A 62-year-old patient presented at the emergency department of our institution with acute peritonitis. He underwent emergency surgery and he was transferred to the ICU. Two months later (January 2013) and over a 10-day-period S. marcescens (SM1113) was isolated from four different clinical samples of the 62-year-old patient (peritoneal fluid, catheter and two bronchoalveolar lavage samples).

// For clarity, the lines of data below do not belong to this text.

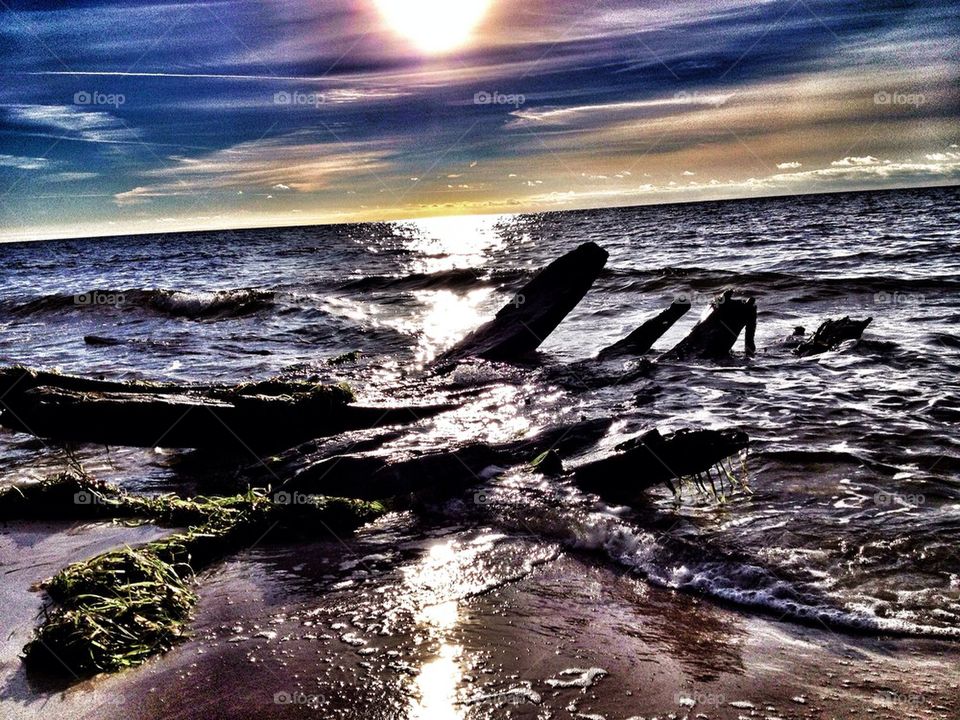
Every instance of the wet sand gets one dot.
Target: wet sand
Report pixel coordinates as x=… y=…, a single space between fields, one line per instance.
x=469 y=624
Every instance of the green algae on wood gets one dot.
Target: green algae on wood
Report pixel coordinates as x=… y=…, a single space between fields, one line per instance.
x=122 y=607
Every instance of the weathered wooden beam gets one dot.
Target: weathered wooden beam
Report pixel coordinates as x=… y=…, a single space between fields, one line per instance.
x=269 y=414
x=651 y=459
x=714 y=336
x=831 y=334
x=642 y=339
x=535 y=310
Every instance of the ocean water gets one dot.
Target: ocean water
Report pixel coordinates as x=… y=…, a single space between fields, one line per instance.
x=854 y=516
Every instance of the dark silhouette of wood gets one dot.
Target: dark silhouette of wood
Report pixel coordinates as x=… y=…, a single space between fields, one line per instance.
x=831 y=334
x=535 y=310
x=642 y=339
x=714 y=336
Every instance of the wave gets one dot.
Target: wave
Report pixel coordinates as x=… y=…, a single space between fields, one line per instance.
x=173 y=303
x=454 y=279
x=738 y=583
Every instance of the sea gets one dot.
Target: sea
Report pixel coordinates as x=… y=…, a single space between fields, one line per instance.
x=850 y=514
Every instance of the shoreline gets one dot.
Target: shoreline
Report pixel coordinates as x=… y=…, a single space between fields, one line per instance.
x=288 y=631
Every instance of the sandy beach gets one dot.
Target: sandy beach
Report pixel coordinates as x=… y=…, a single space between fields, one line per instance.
x=470 y=636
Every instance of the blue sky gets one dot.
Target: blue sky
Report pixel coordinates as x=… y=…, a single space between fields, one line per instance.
x=153 y=116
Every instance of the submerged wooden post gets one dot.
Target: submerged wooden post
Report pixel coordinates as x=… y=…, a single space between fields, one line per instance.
x=535 y=310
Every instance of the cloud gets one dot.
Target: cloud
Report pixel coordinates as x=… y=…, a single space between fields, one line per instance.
x=855 y=161
x=73 y=122
x=71 y=176
x=292 y=162
x=607 y=112
x=24 y=163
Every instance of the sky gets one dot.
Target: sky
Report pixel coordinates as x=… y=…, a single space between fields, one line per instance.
x=123 y=117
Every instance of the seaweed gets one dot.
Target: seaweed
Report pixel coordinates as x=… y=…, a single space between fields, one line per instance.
x=124 y=606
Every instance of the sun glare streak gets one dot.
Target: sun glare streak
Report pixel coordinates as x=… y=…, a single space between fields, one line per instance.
x=434 y=26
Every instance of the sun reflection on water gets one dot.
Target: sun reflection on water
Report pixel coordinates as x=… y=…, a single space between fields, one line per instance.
x=438 y=679
x=449 y=243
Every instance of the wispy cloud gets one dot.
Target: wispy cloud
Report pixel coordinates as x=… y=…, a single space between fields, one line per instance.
x=283 y=164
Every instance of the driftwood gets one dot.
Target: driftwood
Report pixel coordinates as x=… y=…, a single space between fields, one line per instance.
x=642 y=339
x=378 y=474
x=831 y=334
x=266 y=414
x=535 y=310
x=651 y=459
x=714 y=336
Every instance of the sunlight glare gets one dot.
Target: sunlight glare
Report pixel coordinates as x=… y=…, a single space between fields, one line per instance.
x=434 y=26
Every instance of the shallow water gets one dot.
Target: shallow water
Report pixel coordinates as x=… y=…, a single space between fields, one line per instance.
x=855 y=512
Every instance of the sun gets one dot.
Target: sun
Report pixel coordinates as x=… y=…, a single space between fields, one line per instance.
x=434 y=26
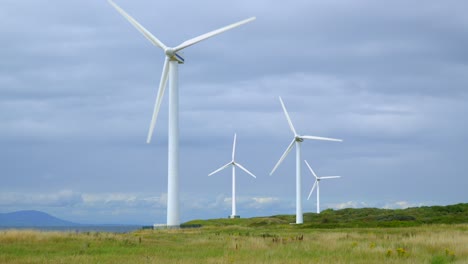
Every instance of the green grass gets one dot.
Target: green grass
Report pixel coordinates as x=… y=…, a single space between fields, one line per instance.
x=281 y=243
x=414 y=235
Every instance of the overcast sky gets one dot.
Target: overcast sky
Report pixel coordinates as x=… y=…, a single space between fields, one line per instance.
x=78 y=84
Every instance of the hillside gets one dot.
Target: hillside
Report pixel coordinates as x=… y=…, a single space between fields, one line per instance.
x=31 y=219
x=360 y=217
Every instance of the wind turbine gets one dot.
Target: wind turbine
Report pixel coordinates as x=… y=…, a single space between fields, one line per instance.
x=297 y=141
x=317 y=183
x=170 y=71
x=233 y=163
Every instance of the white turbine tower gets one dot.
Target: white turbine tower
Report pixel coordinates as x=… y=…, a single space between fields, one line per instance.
x=170 y=71
x=297 y=141
x=317 y=184
x=233 y=163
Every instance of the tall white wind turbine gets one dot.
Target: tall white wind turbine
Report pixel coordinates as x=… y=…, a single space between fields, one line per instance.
x=297 y=141
x=234 y=164
x=170 y=71
x=317 y=184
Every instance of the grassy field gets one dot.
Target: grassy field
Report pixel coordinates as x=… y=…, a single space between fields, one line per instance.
x=237 y=243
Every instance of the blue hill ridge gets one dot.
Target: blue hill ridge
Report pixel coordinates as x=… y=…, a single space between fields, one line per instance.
x=31 y=218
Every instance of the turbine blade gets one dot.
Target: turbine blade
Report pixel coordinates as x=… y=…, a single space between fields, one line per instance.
x=311 y=170
x=139 y=27
x=157 y=104
x=234 y=147
x=220 y=169
x=330 y=177
x=288 y=118
x=284 y=156
x=321 y=138
x=312 y=190
x=195 y=40
x=244 y=169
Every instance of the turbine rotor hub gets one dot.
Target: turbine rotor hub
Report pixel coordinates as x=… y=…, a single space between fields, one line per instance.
x=170 y=52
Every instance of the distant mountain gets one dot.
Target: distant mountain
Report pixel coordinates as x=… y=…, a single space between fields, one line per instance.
x=31 y=218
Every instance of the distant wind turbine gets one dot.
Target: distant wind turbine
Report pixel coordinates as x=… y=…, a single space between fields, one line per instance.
x=170 y=71
x=297 y=141
x=234 y=164
x=317 y=184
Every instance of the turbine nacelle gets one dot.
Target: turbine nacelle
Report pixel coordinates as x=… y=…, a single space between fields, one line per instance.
x=171 y=54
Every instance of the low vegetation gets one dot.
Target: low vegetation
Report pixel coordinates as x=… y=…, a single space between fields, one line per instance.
x=261 y=240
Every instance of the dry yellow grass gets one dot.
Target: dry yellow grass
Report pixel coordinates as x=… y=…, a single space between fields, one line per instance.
x=426 y=244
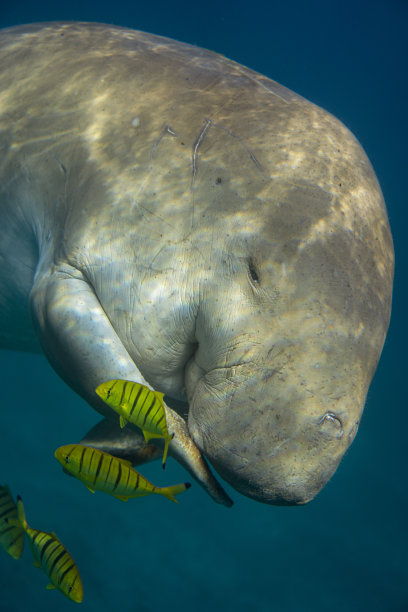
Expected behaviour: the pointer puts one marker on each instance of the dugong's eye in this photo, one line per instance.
(331, 425)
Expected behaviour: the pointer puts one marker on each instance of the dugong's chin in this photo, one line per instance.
(282, 465)
(287, 476)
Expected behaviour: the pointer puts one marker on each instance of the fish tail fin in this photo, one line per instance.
(170, 492)
(21, 513)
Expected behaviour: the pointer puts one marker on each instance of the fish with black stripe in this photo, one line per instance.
(11, 535)
(137, 404)
(52, 556)
(101, 471)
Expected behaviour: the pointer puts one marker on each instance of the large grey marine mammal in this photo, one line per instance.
(174, 218)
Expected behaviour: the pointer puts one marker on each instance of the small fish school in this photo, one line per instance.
(98, 471)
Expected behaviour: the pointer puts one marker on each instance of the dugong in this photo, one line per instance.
(171, 217)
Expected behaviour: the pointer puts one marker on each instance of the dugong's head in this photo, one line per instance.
(291, 325)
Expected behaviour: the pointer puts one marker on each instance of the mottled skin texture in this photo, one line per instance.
(173, 217)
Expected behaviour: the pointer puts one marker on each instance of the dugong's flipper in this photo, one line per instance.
(85, 350)
(128, 444)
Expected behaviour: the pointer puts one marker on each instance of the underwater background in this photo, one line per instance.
(347, 549)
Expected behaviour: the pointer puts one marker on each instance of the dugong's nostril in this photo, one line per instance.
(331, 425)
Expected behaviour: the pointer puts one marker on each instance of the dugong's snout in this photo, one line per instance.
(278, 453)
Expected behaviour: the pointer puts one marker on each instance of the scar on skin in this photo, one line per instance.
(197, 144)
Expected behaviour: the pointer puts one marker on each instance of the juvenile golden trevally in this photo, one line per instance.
(103, 472)
(11, 535)
(52, 556)
(139, 405)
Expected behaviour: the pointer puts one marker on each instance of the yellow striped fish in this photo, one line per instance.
(103, 472)
(139, 405)
(53, 558)
(11, 535)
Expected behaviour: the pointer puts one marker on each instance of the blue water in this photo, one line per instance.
(347, 550)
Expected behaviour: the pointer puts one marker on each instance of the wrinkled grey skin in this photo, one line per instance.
(172, 217)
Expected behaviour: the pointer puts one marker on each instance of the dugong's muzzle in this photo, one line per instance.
(270, 441)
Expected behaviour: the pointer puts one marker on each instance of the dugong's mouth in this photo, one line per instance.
(280, 454)
(287, 475)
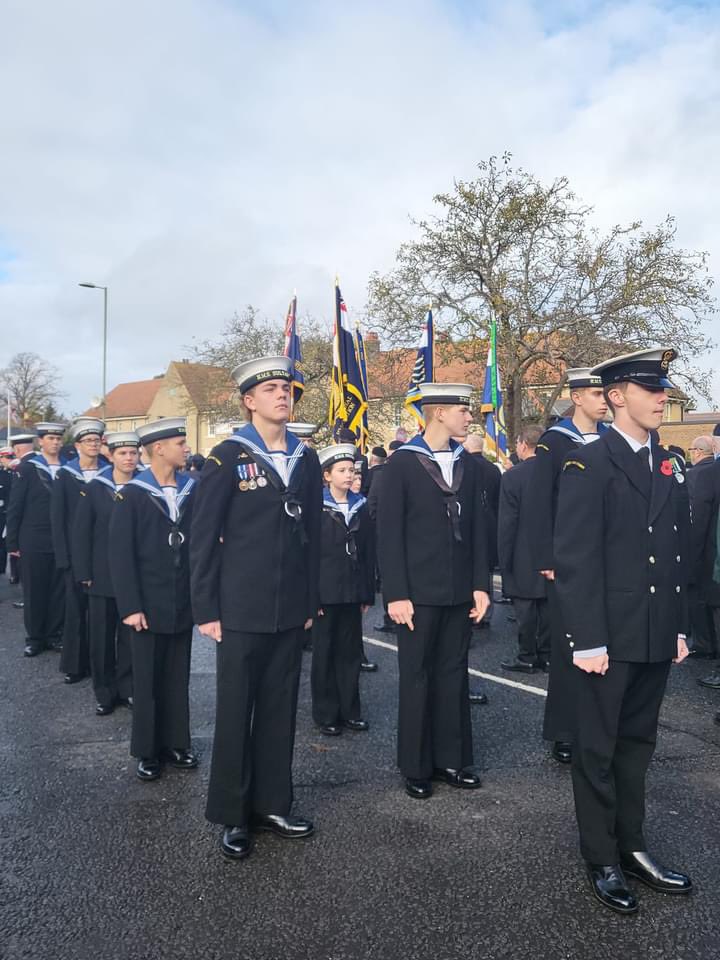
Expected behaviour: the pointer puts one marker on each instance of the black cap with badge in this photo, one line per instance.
(646, 368)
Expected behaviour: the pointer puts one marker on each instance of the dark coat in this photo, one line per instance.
(420, 558)
(347, 555)
(704, 503)
(28, 518)
(253, 566)
(620, 573)
(149, 560)
(520, 576)
(91, 535)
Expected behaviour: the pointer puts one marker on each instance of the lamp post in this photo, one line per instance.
(97, 286)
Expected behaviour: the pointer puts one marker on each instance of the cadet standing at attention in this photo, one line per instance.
(563, 438)
(110, 638)
(149, 567)
(29, 537)
(432, 547)
(347, 589)
(255, 559)
(621, 578)
(72, 477)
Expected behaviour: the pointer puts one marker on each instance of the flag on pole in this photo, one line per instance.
(492, 404)
(293, 350)
(348, 398)
(422, 371)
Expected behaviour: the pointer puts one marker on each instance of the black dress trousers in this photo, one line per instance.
(110, 651)
(616, 728)
(161, 674)
(257, 689)
(434, 729)
(558, 720)
(533, 621)
(337, 655)
(75, 657)
(43, 595)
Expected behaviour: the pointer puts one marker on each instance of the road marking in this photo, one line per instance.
(538, 691)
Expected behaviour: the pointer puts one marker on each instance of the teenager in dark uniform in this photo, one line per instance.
(347, 589)
(71, 479)
(432, 547)
(29, 537)
(149, 567)
(621, 579)
(22, 445)
(561, 439)
(255, 561)
(109, 637)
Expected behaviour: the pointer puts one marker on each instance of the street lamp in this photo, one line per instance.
(97, 286)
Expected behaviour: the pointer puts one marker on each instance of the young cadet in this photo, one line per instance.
(149, 568)
(432, 548)
(110, 638)
(347, 589)
(563, 438)
(72, 477)
(255, 557)
(621, 579)
(29, 537)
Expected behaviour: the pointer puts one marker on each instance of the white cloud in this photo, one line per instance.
(197, 155)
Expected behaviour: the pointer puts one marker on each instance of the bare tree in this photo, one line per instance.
(509, 248)
(32, 384)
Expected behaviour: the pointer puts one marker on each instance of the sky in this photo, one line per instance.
(196, 156)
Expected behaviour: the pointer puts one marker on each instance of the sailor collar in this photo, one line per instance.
(355, 503)
(567, 427)
(251, 441)
(148, 482)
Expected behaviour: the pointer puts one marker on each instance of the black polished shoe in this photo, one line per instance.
(359, 726)
(290, 828)
(418, 789)
(149, 768)
(236, 843)
(562, 751)
(467, 778)
(642, 866)
(712, 681)
(182, 759)
(610, 888)
(330, 729)
(517, 666)
(74, 677)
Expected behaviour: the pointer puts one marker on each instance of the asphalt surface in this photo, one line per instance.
(95, 864)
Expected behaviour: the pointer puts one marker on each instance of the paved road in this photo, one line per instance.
(95, 864)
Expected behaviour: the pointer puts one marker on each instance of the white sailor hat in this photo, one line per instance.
(336, 453)
(50, 429)
(22, 438)
(82, 426)
(303, 430)
(249, 374)
(449, 393)
(582, 377)
(647, 368)
(162, 430)
(126, 438)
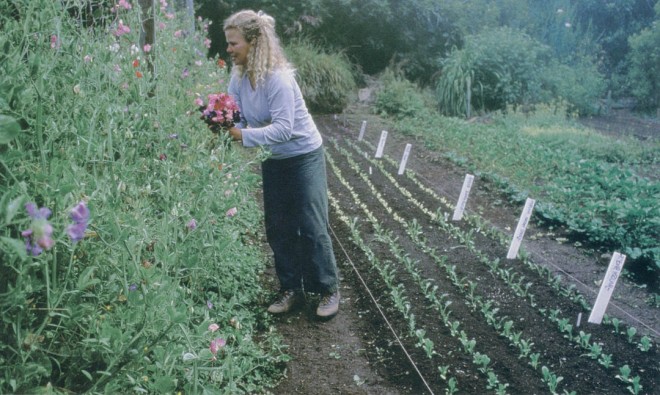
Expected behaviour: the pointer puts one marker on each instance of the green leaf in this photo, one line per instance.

Identification and susceptibility testing was performed with Vitek-2 (BioMérieux, France) and MICs to certain antimicrobials were determined with E-test (BioMérieux). All four isolates were resistant to the majority of antimicrobials with the exception of (MICs in parentheses): Aztreonam (<1 μg/ml), gentamicin (3 μg/ml), moxifloxacin (2 μg/ml), trimethoprim-sulfonamides (≤20 μg/ml) and tigecycline (4 μg/ml; intermediate). It was resistant to imipenem (>32 μg/ml), and intermediately resistant to meropenem (6 μg/ml). Detection for Extented-Spectrum-®-lactamases or AmpC hyperproduction with the relevant E-test strips was negative. Modified Hodge Test was positive verifying the presence of a carbapenamase. The applied meropenem (10 μg)-EDTA and meropenem-3-aminophenylboronic acid (300 μg) synergy tests ruled out the presence of a KPC-type carbapenamase and clenched the production of an MBL. Regimens including moxifloxacin and tigecycline were administered with favourable outcome.
Our region was one of the first worldwide to detect production of an MBL by Enterobacteriaceae.  Now, a difficult-to-handle Enterobacteriaceae such as S. marcescens has acquired an additional major resistance mechanism. As shown in a recent 5-year study conducted in our setting 65 infections were attributed to S. marcescens, with the majority of them being respiratory tract infections.  Among these 65 patients, three (4.6%) eventually died due to the Serratia infection. It is anticipated that a possible spread and prevalence of the MBL-producing S. marcescens will dramatically increase the number of infections and deaths in our institution.